Economic Returns to Community College
On average, community college students earn significantly more over their lifetimes than individuals who do not go to community college. Many studies have shown higher earnings for workers who earn community college awards. The Georgetown University Center on Education and the Workforce estimates that graduates with associate degrees make $2 million in lifetime earnings, compared with $2.8 million for bachelor’s degree holders and $1.6 million for full-time workers with a high school diploma.

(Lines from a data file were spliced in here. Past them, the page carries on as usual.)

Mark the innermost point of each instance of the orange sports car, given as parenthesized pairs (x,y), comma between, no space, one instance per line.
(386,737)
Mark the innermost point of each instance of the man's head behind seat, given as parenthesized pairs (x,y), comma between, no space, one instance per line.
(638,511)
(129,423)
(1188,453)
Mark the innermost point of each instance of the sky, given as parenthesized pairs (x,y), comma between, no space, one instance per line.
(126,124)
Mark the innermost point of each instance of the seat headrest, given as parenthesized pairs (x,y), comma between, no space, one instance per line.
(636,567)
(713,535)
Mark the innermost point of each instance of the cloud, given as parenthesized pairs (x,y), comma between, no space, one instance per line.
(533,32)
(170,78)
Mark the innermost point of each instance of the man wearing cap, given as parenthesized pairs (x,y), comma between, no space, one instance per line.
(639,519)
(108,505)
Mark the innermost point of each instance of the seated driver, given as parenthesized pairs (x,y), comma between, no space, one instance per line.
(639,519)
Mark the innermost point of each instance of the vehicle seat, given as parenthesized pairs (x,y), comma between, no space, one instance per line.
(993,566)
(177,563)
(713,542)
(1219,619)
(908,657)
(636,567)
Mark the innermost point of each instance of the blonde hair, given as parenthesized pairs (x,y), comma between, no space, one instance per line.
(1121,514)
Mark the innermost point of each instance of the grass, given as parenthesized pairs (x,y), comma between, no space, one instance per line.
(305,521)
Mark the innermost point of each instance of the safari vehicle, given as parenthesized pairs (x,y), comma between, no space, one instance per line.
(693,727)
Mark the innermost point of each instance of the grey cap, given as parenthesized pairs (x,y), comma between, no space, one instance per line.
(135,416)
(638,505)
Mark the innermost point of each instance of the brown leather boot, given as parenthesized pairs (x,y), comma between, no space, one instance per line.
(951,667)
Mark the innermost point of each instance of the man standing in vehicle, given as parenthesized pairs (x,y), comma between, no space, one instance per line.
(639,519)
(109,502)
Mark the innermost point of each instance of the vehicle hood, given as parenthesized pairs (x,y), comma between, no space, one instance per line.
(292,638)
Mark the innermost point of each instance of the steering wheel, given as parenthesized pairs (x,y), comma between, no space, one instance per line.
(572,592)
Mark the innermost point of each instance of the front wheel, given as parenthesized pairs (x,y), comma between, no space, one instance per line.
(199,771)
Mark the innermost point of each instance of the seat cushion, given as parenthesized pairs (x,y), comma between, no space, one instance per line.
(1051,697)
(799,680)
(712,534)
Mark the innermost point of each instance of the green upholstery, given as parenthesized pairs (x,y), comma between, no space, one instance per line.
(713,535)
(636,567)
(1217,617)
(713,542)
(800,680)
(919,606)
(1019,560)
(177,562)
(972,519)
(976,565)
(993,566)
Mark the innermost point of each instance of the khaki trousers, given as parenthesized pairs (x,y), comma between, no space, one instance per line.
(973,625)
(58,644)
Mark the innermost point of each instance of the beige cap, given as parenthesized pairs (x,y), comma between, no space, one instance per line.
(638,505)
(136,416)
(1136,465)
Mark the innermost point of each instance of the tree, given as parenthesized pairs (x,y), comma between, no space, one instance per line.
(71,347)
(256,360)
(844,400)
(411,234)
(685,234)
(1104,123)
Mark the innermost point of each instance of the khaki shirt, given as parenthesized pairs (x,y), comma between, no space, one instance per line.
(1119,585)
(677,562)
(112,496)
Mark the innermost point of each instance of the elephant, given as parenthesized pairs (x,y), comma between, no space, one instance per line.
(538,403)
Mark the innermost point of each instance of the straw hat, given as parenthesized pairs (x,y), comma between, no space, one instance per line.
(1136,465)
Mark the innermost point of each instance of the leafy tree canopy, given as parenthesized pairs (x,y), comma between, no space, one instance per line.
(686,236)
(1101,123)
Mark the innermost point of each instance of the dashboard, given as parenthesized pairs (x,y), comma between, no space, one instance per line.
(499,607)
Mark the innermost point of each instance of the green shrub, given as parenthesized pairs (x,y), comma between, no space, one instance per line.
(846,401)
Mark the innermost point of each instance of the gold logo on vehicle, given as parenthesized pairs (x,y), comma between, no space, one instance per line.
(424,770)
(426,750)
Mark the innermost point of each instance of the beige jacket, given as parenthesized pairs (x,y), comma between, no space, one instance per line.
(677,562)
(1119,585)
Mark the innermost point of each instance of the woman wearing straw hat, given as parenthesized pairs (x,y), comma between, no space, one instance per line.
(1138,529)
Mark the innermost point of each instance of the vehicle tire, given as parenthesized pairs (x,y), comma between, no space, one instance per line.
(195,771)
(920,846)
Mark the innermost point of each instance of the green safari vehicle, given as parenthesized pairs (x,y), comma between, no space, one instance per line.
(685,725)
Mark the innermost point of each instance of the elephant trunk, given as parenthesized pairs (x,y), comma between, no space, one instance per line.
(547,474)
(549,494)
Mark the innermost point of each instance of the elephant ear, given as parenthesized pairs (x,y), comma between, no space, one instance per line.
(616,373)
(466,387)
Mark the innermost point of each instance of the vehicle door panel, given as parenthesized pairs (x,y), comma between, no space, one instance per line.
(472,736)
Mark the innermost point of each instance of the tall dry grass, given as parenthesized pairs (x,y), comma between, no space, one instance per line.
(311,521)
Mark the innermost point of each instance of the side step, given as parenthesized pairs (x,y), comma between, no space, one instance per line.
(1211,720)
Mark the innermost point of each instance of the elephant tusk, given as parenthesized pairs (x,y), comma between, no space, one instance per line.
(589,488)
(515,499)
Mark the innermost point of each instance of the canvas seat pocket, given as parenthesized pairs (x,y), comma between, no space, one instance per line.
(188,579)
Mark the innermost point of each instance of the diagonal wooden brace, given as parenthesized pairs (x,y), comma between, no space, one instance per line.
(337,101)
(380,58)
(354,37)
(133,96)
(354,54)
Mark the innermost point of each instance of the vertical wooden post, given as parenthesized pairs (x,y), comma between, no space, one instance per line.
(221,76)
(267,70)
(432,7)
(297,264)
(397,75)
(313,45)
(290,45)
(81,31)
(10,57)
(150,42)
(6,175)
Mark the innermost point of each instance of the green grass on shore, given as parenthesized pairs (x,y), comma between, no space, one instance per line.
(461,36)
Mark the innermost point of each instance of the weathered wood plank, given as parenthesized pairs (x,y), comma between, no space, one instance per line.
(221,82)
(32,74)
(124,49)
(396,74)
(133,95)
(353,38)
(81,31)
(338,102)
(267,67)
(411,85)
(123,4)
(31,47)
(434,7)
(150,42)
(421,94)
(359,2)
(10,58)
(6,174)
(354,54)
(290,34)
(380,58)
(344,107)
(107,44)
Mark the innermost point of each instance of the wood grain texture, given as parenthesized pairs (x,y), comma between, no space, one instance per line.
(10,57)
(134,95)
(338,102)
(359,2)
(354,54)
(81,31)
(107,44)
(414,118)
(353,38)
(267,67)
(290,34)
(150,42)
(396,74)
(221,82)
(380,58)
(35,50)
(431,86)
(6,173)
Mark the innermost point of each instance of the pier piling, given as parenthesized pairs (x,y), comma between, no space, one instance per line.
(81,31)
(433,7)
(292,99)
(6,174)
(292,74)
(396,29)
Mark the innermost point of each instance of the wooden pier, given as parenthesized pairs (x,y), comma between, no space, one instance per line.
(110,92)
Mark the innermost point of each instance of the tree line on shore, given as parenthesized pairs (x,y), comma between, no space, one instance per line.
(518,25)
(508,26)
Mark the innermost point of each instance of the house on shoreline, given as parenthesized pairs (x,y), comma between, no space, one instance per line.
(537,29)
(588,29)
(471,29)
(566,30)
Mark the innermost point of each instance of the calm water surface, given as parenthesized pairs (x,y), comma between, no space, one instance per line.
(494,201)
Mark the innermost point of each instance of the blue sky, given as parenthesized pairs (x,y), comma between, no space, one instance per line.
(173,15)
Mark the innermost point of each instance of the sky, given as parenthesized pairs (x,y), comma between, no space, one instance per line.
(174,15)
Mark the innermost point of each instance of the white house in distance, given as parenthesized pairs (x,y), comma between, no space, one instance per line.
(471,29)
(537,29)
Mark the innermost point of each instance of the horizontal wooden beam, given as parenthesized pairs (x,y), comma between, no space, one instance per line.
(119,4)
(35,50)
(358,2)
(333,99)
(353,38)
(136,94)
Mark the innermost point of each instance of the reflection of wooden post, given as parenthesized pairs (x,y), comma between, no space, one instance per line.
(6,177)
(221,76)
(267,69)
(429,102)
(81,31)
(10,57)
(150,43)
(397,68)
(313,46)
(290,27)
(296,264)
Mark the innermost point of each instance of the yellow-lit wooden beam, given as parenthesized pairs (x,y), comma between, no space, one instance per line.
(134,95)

But the exact amount varies. It depends on the type and length of the credential and what subject is studied, with fields including engineering and health care leading to higher earnings for associate degree holders. Other factors include whether the student transfers to a four-year college and how well their program aligns to a bachelor's degree, as well as the strength of the labor market.
Based on large-scale studies from six states, the average student who completes an associate degree at a community college will earn $5,400 more each working year than a student who drops out of community college. This estimate adjusts for factors such as the subject studied, college attended, and college GPA.
Most research finds that having a certificate is associated with higher earnings. The effect is especially strong for certificates in health fields. In addition, certificates increase the probability that the person is employed and that the job is in an industry related to their skills. However, the value of an associate degree grows substantially after graduation, while the returns to a long-term certificate remain flat.